Affective and Sensorimotor Components of Emotional Prosody Generation

Although advances have been made regarding how the brain perceives emotional prosody, the neural bases involved in the generation of affective prosody remain unclear and debated. Two models have been forged on the basis of clinical observations: a first model proposes that the right hemisphere sustains production and comprehension of emotional prosody, while a second model proposes that emotional prosody relies heavily on basal ganglia. Here, we tested their predictions in two functional magnetic resonance imaging experiments that used a cue-target paradigm, which allows distinguishing affective from sensorimotor aspects of emotional prosody generation. Both experiments show that when participants prepare for emotional prosody, bilateral ventral striatum is specifically activated and connected to temporal poles and anterior insula, regions in which lesions frequently cause dysprosody. The bilateral dorsal striatum is more sensitive to cognitive and motor aspects of emotional prosody preparation and production and is more strongly connected to the sensorimotor speech network compared with the ventral striatum. Right lateralization during increased prosodic processing is confined to the posterior superior temporal sulcus, a region previously associated with perception of emotional prosody.
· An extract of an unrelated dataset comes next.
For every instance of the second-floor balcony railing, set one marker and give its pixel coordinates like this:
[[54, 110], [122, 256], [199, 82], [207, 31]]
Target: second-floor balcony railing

Our data thus provide physiological evidence supporting both models and suggest that bilateral basal ganglia are involved in modulating motor behavior as a function of affective state. Right lateralization of cortical regions mobilized for prosody control could point to efficient processing of slowly changing acoustic speech parameters in the ventral stream and thus identify sensorimotor processing as an important factor contributing to right lateralization of prosody.